The Family Law Act enables third party creditors to intervene in property proceedings. By intervening, that third party creditor is joined as a party and can apply to have enforceable orders made for repayment of a debt. The spouse parties can similarly apply to have either the debt apportioned to only one spouse party, or set aside.
It is relatively common, particularly given high real estate prices in Sydney, that parents (particularly, elderly parents) lend an adult spouse party money towards purchasing a home. At the time the money is lent by the parent, it is generally the intention that the money is being lent to their adult child and that child’s spouse, to help them get on financially, but when questioned about whether or not they would forgive the debt, most parents would say “no”. It is generally their intention that if the adult child’s marriage broke down that they would expect to be repaid in full the money that they lent or if their circumstances changed that they would call on the loan to be repaid.
Things do not, however, always go to plan.
In family law cases, the Court can look behind family loans and decide whether or not the monies are loans and would in fact be ordinarily repayable and in dong so, considers steps taken by the lender to secure monies advanced, the history of repayments, details of conversations held in relation to the loan and the purpose of the loan. It is not uncommon where one spouse party, who previously having had the benefit of funds advanced (for example towards the purchase of the former matrimonial home) later denies that the monies were in fact a loan and repayable to the former spouse’s parents. Where the former spouse’s parents are seeking to enforce the loan agreement, it is difficult in the absence of security and/or documentation.

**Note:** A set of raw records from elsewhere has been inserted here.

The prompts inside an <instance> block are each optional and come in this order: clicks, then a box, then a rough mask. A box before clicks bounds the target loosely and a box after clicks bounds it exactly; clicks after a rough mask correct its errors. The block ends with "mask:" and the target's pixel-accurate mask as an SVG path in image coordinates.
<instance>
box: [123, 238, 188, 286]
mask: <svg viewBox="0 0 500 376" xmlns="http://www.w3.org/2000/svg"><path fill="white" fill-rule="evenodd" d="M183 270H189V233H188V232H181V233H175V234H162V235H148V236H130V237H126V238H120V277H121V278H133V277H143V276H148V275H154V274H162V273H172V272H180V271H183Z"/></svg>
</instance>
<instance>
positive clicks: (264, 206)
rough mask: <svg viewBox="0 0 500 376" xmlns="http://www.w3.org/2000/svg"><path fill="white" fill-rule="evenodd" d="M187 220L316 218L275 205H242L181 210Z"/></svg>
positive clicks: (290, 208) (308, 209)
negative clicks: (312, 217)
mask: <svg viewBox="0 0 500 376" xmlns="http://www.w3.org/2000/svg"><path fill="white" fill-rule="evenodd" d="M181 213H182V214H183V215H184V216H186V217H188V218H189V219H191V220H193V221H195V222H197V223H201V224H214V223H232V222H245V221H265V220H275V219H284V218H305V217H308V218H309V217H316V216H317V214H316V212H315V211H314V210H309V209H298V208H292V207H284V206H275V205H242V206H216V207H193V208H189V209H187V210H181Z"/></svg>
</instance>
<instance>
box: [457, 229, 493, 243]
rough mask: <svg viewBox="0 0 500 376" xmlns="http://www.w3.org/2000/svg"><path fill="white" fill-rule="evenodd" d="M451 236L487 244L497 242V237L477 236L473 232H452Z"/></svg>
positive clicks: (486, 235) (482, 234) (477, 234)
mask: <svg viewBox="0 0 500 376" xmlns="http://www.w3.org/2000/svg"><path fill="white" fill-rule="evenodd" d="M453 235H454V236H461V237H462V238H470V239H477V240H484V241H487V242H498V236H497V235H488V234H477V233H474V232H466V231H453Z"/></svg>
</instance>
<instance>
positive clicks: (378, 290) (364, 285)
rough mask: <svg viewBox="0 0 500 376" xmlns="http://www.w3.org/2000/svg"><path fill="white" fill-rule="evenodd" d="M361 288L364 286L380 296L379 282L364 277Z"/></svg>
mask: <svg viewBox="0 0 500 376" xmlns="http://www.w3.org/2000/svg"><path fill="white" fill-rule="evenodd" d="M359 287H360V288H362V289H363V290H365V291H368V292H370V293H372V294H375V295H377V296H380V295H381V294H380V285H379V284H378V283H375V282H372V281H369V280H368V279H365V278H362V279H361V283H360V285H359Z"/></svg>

Parents considering lending money to adult children should first obtain accounting and financial planning advice in relation to any implications that the loan may have on their Centrelink entitlements in the future. Where money is to be advanced towards, for example, purchasing a home, parents should consider lodging a caveat over of the property, or entering into a formal mortgage and any Deed of Priority with the first mortgagee as well as always having a properly drafted Loan Agreement between themselves, their adult child and their adult child’s spouse, in which terms are clearly set out. If, as can happen in family law cases, the Court forms the view that the monies may not have always been repayable, then the Court may hold only one party responsible for that loan (usually the adult spouse party whose parents lent the money) or if the terms are uncertain, may apportion the interest payable again to only one party with the principle lent to be shared.
If the evidence does not support that the moneys advanced were a loan, then the Court can treat the monies advanced as a gift, in which case the adult spouse party whose parents advanced the funds, gets the benefit of that contribution as if they themselves had put the cash into the marriage.